Terry Hughes, a distinguished Professor and long-time researcher of the Great Barrier Reef, shares his findings in multiple interviews. He explains the significance of the recent bleaching: that many occurrences have taken place very close together, leaving no time for any manner of proper recovery. Hughes also shares that in the Northern areas of the Great Barrier Reef, around two-thirds of the coral population was lost because of coral bleaching. The majority of available information seems to conclude that the reef is dying, if not already dead. Recent findings, however, might bring a glimmer of hope to the situation.

Gaskell’s Discovery

Marine biologist Johnny Gaskell has recently discovered a large, mysterious blue cavity in the Great Barrier Reef. After diving into it, he found a large number of thriving coral colonies. Among these colonies was a Birdsnest Coral and a Staghorn Coral — both of which are large in size and delicate in configuration. The remarkably good health of these colonies is leaving everyone speechless.

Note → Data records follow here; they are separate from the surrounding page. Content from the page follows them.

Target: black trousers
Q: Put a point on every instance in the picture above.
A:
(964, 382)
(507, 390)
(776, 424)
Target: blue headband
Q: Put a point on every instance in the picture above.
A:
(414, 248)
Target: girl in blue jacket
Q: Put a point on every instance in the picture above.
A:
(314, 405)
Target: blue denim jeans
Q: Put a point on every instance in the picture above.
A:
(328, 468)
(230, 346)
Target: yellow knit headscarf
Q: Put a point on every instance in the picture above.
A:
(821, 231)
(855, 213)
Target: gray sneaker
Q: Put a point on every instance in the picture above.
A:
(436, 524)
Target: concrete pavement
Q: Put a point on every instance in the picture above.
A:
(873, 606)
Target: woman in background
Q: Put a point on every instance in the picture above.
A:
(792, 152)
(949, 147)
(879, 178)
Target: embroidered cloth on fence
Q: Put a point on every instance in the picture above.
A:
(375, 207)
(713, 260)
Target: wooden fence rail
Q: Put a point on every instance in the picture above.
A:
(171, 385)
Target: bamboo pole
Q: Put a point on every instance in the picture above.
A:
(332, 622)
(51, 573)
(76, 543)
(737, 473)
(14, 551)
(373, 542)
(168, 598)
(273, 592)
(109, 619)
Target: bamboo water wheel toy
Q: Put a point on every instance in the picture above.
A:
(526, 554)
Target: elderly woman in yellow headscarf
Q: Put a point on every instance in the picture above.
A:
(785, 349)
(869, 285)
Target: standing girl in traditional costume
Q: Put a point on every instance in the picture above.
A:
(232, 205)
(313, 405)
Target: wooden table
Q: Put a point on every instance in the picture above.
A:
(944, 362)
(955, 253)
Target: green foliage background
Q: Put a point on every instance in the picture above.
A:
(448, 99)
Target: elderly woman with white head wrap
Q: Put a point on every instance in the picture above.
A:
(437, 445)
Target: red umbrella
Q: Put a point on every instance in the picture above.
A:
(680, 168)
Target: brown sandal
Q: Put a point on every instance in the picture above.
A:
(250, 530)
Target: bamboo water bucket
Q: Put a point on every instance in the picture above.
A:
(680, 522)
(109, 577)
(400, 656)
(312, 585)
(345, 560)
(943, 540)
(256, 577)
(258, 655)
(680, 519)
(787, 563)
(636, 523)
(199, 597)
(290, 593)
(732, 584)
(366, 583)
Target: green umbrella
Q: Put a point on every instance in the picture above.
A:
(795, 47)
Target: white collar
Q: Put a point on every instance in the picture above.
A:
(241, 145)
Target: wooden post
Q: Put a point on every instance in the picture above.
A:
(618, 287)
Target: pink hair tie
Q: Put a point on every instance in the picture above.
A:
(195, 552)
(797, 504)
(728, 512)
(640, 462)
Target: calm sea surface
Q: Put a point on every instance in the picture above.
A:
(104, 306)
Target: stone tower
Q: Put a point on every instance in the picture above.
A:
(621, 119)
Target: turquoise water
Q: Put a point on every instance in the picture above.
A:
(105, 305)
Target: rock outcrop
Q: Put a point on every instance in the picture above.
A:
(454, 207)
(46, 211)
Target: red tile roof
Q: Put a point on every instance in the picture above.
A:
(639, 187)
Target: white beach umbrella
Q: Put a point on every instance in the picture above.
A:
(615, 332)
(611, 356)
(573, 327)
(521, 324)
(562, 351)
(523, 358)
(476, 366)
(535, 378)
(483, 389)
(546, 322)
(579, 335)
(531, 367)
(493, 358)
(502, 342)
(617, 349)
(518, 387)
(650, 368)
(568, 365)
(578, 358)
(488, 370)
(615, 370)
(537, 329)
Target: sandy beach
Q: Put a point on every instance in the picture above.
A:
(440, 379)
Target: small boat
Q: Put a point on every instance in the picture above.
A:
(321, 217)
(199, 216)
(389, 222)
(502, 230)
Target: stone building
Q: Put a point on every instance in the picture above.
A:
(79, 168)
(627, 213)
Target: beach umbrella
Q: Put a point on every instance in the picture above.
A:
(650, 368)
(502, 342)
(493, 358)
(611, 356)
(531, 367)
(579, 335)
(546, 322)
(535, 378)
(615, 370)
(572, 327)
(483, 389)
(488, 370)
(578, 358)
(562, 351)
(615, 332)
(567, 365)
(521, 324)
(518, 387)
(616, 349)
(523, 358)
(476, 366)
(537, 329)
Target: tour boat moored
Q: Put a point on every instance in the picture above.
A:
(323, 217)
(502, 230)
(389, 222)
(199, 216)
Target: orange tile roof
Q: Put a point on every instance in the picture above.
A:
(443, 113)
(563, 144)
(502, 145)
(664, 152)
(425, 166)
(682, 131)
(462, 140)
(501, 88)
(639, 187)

We know what’s happening; our world is being affected by global warming, the oceans especially. And while our understanding of what to do is not yet complete, we have an idea of the things we can do to prevent further damage to our environment and the subsequent damage to the Great Barrier Reef. These things include reducing fossil fuel usage, planting trees, reducing waste, and conserving water. It’s a good start, and all we can do is try.